Friday, January 12, 2018

More Mended Words and Good News

(Above:  My pieces selected by curators Susan J. Torntore and Kathleen Kok for Photographs and Memories, an invitational group exhibition at the Pacific Northwest Quilts & Fiber Arts Museum in La Conner, Washington.  Most of the pieces are from my Decision Portrait Series.  From top, left to bottom, right:  Behind in the Mortgage, College Student, Illegal Immigrant, My Bluegrass Roots I, Self Portrait, Gift of Life, Fighting Illiteracy, Organic Farmers, My Bluegrass Roots III, and Soul Mates.  Click on any image to enlarge.)

When a museum curator contacts me, I'm immediately excited!  I'm especially excited now that these works are hanging in an invitational group exhibition at the Pacific Northwest Quilts & Fiber Arts Museum in La Conner, Washington.  Curators Susan J. Torntore and Kathleen Kok made the selections.  I shipped the work.  Sometimes I ship work and never hear a single word about the exhibition, but this time was different.  The opening reception was two evenings ago.  Amazingly, I got a Facebook comment yesterday morning telling me how great the work looked!  Definitely exciting!

Above:  Mended Words IX: Henry VI.  Ripped and stitched antique engraving collaged with Shakespeare quotations.)

This week I've finished a couple more pieces in my new Mended Words Series.  I'm really enjoying everything about them ... from ripping the image, stitching it back together, researching for an appropriate quote, and especially selecting the individual letters to apply the words to the page.


 
(Above:  Mended Words X: The Tiff.)

This particular scene just begged to be ripped.  Elizabeth Barrett Browning's quotation was equally perfect.

(Above:  Mended Words XI: Madonna.)

I thought about using words more specifically from the Sorrowful Mysteries of the Rosary but none were more touching than this better known phrase.

(Above:  Mended Words XII: Cleopatra.)

When I first started this series, I looked for only the black-and-white engravings but I found several that had some color.  The color is not original.  Once upon a time, Mouse House (the custom picture framing business I own with my husband) paid a budding artist to hand color some of our antique engravings.  This was nothing new.
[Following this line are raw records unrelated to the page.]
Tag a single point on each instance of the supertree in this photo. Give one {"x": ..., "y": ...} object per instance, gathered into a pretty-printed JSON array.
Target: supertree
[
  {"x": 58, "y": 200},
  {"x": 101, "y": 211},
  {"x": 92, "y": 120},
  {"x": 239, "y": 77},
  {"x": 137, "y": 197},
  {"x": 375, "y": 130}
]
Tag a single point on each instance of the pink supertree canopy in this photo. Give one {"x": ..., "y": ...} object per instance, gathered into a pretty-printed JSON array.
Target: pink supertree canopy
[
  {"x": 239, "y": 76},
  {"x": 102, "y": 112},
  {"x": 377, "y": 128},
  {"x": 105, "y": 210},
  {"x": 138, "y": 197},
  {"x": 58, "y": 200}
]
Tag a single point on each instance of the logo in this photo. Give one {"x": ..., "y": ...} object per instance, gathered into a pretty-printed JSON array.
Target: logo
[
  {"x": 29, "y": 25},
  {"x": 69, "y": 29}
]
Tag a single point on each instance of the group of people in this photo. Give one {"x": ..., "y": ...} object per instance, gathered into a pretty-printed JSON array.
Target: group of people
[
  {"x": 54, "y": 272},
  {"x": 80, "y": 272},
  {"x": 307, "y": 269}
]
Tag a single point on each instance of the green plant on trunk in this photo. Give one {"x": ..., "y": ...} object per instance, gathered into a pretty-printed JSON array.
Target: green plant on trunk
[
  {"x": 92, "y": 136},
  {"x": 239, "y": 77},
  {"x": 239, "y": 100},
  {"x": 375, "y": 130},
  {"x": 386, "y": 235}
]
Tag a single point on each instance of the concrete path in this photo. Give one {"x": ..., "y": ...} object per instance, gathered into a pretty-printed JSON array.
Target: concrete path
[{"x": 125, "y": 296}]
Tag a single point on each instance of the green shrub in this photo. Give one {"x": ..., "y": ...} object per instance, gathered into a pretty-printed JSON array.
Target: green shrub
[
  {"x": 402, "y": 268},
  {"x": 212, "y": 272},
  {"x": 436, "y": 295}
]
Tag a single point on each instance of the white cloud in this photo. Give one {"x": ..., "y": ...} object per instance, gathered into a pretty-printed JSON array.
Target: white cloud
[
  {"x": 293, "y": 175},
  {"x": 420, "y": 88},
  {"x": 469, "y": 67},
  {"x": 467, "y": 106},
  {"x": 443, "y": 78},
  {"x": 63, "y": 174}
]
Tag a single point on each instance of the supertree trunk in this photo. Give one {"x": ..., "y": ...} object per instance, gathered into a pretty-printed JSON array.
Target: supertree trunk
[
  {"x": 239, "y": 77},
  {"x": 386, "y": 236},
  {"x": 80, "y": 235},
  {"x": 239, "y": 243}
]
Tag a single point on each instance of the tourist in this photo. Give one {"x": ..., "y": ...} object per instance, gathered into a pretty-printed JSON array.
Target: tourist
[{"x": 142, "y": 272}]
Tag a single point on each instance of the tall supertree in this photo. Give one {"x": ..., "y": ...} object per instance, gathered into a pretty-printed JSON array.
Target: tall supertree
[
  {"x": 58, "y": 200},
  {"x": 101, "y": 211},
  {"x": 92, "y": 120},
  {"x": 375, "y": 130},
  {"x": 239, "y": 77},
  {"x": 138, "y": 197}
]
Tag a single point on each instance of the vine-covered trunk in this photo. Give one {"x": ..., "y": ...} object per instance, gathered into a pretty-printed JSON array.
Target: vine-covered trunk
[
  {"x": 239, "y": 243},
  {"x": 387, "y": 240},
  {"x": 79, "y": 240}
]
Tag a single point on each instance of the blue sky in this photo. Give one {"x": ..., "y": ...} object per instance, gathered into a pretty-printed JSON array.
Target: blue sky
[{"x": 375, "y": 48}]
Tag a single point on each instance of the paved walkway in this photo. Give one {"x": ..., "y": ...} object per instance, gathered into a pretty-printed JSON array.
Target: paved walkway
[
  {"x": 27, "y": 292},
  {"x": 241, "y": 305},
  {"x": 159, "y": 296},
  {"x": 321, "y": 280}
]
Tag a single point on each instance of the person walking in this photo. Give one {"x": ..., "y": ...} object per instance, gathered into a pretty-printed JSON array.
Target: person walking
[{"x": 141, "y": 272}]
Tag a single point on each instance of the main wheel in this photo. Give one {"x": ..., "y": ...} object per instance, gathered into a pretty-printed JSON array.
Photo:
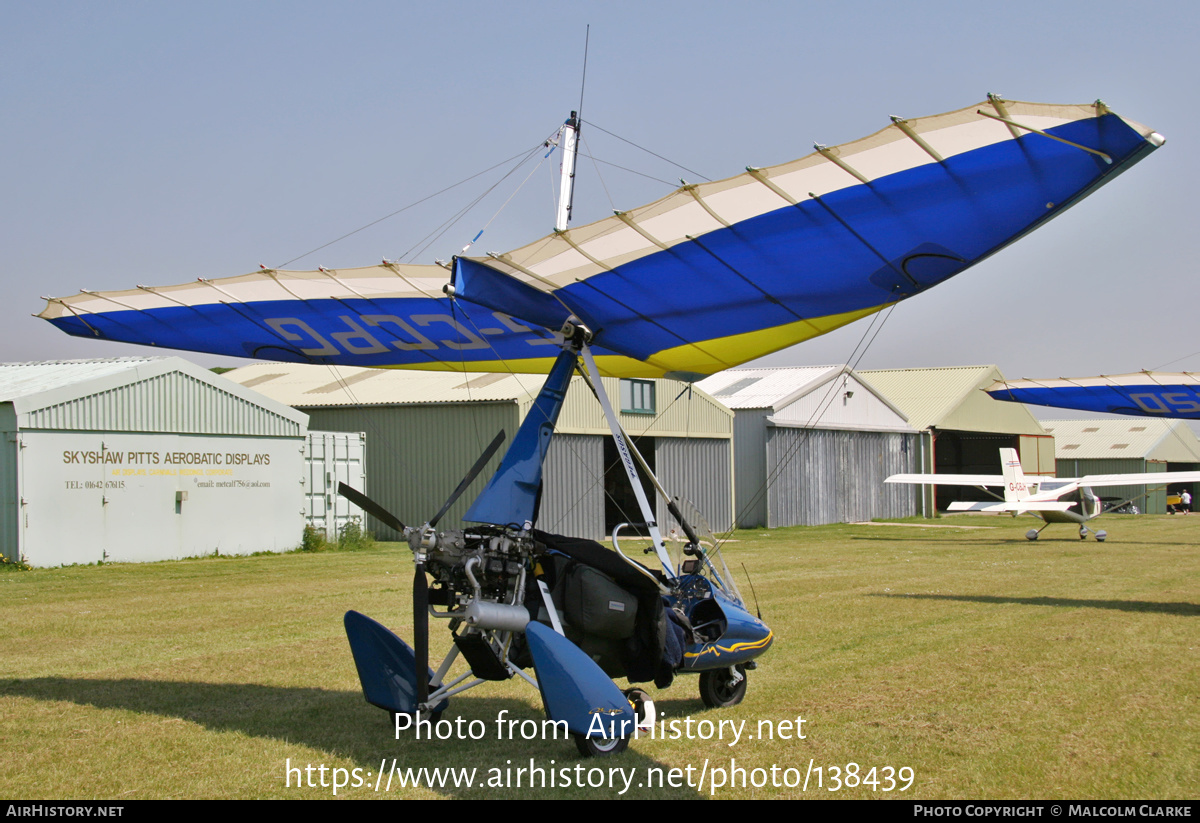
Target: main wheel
[
  {"x": 599, "y": 746},
  {"x": 643, "y": 708},
  {"x": 719, "y": 688}
]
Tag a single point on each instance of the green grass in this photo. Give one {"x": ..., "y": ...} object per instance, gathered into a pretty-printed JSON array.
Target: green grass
[{"x": 990, "y": 666}]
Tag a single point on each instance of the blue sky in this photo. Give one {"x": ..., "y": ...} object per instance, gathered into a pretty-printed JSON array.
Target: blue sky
[{"x": 153, "y": 143}]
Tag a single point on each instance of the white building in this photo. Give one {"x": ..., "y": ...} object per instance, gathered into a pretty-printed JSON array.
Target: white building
[{"x": 143, "y": 460}]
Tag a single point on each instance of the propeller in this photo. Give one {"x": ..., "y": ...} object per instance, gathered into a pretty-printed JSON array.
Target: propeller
[{"x": 421, "y": 540}]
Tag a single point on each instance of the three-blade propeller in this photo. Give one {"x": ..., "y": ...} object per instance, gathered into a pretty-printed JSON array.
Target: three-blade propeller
[{"x": 420, "y": 583}]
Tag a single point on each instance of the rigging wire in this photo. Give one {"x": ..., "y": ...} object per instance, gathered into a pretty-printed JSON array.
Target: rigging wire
[
  {"x": 707, "y": 179},
  {"x": 433, "y": 236},
  {"x": 411, "y": 205},
  {"x": 625, "y": 168},
  {"x": 603, "y": 184}
]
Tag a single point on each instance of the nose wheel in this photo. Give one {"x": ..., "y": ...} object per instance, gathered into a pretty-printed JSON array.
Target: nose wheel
[{"x": 723, "y": 686}]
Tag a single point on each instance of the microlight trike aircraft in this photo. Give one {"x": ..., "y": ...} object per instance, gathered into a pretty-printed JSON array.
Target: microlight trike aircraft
[
  {"x": 708, "y": 277},
  {"x": 1053, "y": 499}
]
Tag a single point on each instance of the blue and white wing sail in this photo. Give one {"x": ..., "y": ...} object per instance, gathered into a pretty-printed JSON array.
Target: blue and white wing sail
[
  {"x": 708, "y": 277},
  {"x": 1144, "y": 395}
]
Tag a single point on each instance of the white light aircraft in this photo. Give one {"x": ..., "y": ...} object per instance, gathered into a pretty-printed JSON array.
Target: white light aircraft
[{"x": 1053, "y": 499}]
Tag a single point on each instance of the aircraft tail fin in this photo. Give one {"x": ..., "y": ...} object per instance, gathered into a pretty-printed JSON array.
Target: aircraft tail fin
[{"x": 1015, "y": 488}]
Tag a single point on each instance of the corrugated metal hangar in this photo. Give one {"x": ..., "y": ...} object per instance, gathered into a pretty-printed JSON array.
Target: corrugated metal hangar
[
  {"x": 963, "y": 426},
  {"x": 425, "y": 430},
  {"x": 143, "y": 460},
  {"x": 1129, "y": 445},
  {"x": 814, "y": 446}
]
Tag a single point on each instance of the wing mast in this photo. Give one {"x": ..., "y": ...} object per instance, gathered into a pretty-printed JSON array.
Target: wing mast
[{"x": 569, "y": 140}]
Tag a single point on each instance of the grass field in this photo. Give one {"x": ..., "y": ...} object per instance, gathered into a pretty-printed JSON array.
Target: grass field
[{"x": 989, "y": 666}]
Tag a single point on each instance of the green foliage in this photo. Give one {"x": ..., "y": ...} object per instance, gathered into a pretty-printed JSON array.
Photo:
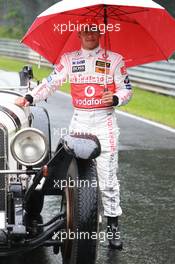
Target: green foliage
[{"x": 17, "y": 15}]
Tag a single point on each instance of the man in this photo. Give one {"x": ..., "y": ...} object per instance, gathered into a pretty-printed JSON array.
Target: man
[{"x": 99, "y": 82}]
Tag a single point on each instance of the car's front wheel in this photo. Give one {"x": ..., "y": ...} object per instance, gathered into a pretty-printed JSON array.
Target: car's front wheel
[{"x": 80, "y": 238}]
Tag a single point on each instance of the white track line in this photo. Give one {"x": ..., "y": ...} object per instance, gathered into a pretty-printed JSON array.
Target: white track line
[{"x": 152, "y": 123}]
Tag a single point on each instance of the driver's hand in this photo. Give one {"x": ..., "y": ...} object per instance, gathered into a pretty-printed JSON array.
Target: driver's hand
[{"x": 21, "y": 101}]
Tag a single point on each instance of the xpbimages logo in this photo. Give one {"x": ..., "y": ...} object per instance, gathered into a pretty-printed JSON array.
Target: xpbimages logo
[{"x": 71, "y": 27}]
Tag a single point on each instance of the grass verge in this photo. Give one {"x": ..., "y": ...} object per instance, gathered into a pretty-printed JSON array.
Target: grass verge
[{"x": 155, "y": 107}]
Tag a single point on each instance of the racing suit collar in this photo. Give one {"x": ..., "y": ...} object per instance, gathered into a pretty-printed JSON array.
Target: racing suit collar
[{"x": 91, "y": 53}]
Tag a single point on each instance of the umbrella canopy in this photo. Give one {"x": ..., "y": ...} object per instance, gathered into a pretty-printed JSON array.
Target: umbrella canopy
[{"x": 142, "y": 31}]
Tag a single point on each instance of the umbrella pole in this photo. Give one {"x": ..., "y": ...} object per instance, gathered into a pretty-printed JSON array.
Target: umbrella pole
[{"x": 105, "y": 47}]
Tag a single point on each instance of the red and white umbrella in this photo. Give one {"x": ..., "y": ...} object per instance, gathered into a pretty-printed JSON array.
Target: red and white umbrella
[{"x": 141, "y": 30}]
We'd had other, more competent people doing this in even earlier years.  This last person's attempts weren't particularly good.  She didn't want to "make a mistake" and thus rarely finished any of the engravings.  She had only applied burgundy to Cleopatra.  So ... I finished by adding more colors, ripping the piece, stitching it back together again, and adding words from Shakespeare's play.

(Above:  Mended Words XIII: Juliet and the Nurse.)

This engraving was half colored too.  It had only burgundy and very little yellow.  I had fun finishing the color and transforming the print.  I've been working on several other things too.  Hopefully, I'll be able to get some photographs this weekend!